What is your latest book about? I have a friend who always replies to this question. “Oh it’s about 350 pages.” Or “Oh it’s about $25.” “Zoli” is about both of those things, I suppose, but really it’s about a Romani/Gypsy woman who as a voice, and a prophet, of her people, gets exiled. She walks across Europe. It’s a story of exile, loss, belonging, about regaining and understanding beauty.
What is your writing routine? Are there ideal conditions? I wish I could wake up and write first thing every morning in the dreamtime before coffee, e-mails, school runs. That would be ideal. But life intrudes. I take whatever I can get. I work from home most of the time. Towards the end of a novel I can sometimes work up to twenty hours a day. In the beginning it’s much more hunt and peck. At that stage there’s also a lot of research involved too.
What advice do you have for aspiring writers? The old Beckett saw: “No matter. Try again. Fail again. Fail better.”
Name three books that are memorable in terms of your reading pleasure. I find this such an extraordinarily difficult question. I see books like people — I find different values, qualities, beauties and terrors in each. As a kid, I was completely enthralled by Mary Lavin’s “The Second Best Children in the World.” As a teenager I went through my Kerouac phase and I latched on to “The Dharma Bums” If I were to pick one book for my current years I’d chose anything by John Berger, author of “Ways of Seeing” and “To the Wedding.”
What book are you currently reading? I’m researching a new novel, so I’m currently reading about the Internet and how it was developed back in the 1970s. It was like a form of space exploration. I’m also reading about liberation theology. And the birth of hip-hop. Don’t ask! It’s a madly ambitious project.
Is there a book you wish you had written? If I could have any Seamus Heaney poem at my fingertips I think I’d be a happy man.

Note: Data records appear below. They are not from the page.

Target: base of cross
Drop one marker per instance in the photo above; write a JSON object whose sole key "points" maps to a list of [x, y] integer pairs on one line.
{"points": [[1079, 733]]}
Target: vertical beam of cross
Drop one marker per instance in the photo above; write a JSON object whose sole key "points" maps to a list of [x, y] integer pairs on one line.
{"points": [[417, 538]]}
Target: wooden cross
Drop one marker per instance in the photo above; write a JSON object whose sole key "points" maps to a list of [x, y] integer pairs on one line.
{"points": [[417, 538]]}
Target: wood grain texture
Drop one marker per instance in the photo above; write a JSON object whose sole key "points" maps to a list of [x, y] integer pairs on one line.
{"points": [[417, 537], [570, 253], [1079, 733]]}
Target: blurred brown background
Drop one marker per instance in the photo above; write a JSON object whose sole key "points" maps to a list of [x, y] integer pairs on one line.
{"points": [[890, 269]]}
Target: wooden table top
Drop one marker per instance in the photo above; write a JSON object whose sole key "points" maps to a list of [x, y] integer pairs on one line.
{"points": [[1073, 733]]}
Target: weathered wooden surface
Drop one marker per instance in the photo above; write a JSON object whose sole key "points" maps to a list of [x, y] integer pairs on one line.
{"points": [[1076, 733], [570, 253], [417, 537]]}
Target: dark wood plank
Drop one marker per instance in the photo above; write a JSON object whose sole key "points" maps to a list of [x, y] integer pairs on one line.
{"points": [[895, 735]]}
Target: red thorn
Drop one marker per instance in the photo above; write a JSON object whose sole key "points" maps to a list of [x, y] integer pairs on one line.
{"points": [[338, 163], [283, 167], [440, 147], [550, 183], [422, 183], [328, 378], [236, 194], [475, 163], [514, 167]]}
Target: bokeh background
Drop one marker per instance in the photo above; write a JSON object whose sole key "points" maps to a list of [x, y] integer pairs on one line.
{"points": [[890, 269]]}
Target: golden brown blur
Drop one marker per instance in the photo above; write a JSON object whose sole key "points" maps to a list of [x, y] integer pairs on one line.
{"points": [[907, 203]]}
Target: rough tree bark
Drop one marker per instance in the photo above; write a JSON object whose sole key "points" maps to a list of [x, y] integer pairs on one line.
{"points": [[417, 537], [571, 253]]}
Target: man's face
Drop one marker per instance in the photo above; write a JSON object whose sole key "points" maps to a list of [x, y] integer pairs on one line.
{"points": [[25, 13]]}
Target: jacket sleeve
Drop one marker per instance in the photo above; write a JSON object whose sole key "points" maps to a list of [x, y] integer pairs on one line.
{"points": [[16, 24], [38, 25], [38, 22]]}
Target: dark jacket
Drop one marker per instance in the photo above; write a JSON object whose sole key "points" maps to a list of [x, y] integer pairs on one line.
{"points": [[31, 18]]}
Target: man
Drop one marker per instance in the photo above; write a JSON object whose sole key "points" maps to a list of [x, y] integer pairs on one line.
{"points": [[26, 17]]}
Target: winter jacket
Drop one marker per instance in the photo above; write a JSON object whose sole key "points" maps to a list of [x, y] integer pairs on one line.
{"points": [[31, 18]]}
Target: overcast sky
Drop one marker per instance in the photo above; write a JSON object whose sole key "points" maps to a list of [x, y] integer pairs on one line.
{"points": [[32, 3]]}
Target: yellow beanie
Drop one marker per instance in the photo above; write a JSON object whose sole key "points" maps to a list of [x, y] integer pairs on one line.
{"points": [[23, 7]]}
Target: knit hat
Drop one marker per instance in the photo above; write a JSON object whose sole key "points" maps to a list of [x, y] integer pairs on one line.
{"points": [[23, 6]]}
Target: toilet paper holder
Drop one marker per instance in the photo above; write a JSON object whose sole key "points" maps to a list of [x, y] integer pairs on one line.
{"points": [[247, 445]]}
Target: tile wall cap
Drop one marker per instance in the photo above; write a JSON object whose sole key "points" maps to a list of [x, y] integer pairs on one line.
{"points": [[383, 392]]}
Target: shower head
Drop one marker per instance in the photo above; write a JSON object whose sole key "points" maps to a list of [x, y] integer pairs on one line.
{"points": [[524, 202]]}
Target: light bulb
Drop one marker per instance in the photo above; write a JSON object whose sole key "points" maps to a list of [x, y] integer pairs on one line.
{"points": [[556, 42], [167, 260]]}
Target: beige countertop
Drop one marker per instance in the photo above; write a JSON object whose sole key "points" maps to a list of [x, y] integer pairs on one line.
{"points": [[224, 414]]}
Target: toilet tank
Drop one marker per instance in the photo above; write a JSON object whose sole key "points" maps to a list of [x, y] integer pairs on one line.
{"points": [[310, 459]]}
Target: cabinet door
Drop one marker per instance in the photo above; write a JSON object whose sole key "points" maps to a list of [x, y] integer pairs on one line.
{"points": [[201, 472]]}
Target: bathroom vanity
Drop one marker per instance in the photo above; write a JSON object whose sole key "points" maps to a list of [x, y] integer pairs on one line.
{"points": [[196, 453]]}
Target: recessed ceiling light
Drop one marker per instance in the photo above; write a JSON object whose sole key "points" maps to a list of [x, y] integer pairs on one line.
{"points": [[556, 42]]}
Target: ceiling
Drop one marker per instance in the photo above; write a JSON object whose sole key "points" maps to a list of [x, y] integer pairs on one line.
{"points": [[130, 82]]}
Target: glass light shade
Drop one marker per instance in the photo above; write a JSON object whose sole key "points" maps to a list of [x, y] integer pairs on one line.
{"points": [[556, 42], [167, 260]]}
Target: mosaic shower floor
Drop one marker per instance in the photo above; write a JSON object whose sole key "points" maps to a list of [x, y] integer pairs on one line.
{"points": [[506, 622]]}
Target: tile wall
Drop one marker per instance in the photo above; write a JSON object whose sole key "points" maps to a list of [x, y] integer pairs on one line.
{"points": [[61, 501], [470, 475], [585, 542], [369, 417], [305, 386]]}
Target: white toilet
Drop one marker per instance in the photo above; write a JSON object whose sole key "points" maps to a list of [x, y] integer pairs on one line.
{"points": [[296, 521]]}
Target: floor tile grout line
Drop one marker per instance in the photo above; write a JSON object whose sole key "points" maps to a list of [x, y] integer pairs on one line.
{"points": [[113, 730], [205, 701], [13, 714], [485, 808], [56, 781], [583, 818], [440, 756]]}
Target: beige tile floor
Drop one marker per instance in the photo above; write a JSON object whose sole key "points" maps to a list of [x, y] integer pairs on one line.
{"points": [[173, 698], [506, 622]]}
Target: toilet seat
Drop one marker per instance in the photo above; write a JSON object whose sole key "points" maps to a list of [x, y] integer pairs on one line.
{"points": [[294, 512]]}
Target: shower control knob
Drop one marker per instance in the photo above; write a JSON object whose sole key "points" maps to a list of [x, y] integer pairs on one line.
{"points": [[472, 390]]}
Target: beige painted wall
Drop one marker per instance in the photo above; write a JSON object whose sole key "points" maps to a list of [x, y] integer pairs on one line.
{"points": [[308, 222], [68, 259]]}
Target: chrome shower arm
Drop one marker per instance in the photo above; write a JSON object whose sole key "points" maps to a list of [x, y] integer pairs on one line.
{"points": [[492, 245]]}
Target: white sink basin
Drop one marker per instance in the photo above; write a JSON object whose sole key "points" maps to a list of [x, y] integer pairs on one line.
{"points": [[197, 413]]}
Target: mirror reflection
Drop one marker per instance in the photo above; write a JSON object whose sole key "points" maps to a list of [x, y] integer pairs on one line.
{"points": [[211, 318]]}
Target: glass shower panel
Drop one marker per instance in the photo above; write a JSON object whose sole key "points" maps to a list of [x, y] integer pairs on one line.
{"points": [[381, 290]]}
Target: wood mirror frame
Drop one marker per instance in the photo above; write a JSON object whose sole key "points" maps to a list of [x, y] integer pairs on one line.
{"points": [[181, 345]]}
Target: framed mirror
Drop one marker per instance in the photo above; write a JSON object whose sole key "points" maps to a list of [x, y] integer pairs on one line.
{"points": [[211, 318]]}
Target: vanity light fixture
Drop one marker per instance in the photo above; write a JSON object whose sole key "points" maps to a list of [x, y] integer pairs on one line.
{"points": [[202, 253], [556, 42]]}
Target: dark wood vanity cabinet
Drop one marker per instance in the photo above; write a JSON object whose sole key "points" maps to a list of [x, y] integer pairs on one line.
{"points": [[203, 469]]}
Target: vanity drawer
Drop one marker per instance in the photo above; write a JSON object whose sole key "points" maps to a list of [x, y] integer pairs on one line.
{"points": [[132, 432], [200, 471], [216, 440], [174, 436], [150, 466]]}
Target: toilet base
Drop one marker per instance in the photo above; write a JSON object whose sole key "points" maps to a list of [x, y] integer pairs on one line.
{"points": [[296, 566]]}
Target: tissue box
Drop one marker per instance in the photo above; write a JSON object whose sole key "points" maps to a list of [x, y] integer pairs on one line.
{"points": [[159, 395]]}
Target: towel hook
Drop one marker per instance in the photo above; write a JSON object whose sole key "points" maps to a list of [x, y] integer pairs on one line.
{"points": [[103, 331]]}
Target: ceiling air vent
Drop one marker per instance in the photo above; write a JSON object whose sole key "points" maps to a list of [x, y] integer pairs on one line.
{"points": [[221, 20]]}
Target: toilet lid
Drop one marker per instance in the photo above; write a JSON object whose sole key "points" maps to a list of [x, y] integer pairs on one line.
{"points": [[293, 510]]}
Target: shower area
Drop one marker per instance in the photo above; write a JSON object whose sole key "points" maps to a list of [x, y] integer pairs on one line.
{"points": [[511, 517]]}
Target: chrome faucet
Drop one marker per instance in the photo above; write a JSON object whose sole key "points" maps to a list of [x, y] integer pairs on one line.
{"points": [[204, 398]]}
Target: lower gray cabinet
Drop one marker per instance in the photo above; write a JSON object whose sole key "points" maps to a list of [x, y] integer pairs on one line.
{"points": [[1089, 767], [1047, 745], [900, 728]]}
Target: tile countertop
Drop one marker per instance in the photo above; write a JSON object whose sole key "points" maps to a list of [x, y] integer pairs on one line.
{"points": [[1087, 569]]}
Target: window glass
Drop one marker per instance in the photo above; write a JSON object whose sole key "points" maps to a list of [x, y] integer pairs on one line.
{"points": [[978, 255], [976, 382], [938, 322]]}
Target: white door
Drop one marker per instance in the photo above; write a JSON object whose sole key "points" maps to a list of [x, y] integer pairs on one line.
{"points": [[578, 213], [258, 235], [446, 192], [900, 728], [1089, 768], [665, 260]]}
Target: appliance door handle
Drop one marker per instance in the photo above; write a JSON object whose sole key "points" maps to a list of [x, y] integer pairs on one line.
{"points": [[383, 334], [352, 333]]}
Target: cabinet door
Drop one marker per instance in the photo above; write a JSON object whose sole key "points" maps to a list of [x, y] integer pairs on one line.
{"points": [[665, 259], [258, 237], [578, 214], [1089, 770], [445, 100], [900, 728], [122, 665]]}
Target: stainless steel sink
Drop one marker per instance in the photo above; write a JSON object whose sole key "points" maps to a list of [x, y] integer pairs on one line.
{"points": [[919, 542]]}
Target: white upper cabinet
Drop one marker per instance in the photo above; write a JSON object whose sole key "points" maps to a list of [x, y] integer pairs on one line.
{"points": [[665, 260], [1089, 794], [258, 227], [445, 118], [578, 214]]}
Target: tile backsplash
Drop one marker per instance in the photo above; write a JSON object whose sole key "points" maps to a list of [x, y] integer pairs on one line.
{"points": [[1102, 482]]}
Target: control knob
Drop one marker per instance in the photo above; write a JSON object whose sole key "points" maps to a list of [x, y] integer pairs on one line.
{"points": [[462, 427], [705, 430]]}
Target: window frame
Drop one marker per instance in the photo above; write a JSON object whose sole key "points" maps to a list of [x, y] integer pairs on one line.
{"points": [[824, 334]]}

Name a book that you were pleasantly surprised by. I really liked Larry Kirwan’s “Green Suede Shoes.” It is as if Kirwan has stepped in many different pairs — singer, actor, headcase, activist, writer. I’d only seen him as a musician and it was interesting to see how well he shapes his prose.
If you could meet one author, living or dead, who would it be? I live a very charmed life. I have gotten to meet most of my contemporary heroes — Berger, Doyle, Carey, Harrison, O’Brien, Kiely, Heaney, Muldoon.
What book changed your life? You know, when I was a youngster, my father wrote a series of kids soccer books. Georgie Goode was the hero. He was a Gypsy boy in England who never had any football shoes so he played in his runners. And I remember my 3rd-class [5th grade] teacher, Mr. Kells, reading the books aloud to us in class. On Friday afternoons. And I remember that moment of intense pride when Georgie would score the final goal. He’d bury it in the back of the net. It was always inevitable but amazing how he got to that moment of inevitability. And I was stunned by the power of story, even then.
What is your favorite spot in Ireland? I love going North to my mother’s old family farm in Derry. Otherwise, an afternoon in the Stag’s Head in Dublin. Or a mad jaunt along the cliff-faces in Achill Island.
You’re Irish if . . . You can walk along Fifth Avenue and say how much cheaper it is than Grafton Street.